Pitchfork: To many Americans, at least, Sweden seems like a pretty progressive place, but you're saying that's not necessarily the case.
KDA: It’s difficult. Because a lot of Swedish people think of themselves as so progressive, they also think that they don’t have to deal with anything any more. But Sweden has a huge problem with racism, for example. Ever since a few years ago, we have a racist political party [Swedish Democrats]. They talk a lot about “us” as white, Swedish people, and the “others” as everybody else, along with closing the borders and not having any more immigrants.
OD: They are pretty good at packaging it into something else, but often not so good at hiding it. They have some influential power-- in the polls at the moment, they have 8%. It’s quite severe.
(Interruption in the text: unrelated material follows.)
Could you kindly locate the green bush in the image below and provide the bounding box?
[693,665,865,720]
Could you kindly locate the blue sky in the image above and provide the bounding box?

They affect the mainstream discourse. It has become more OK to be this public racist, but it's often put in the frame of claiming the need for freedom of speech. Many white people see no problem in using the n-word. It’s not so progressive. There are some progressions when it comes to equality between genders, but it only works for people who are white, middle class, have a good-paying job, and are happy with the gender they were born in.
Pitchfork: On “A Tooth for an Eye”, you sing, “I’m telling you stories, trust me.” So while you're pointing out how so much of our history comes from a very white, male viewpoint, you're also acknowledging that this album is coming from a specific perspective as well.
KDA: I actually borrowed that line from my favorite Jeanette Winterson book, The Passion. It's important to question my story and my way of telling it, too. It's good to ask questions instead of serving answers.
Pitchfork: The album takes aim at a lot of traditional values-- have you thought about what your idea of a perfect society or government would look like?
KDA: [laughs] That can be a long question to answer. But I believe that people would be happier sharing things and being much more of a collective rather than working from these neo-liberal ideas of just looking after yourself. I think people need each other.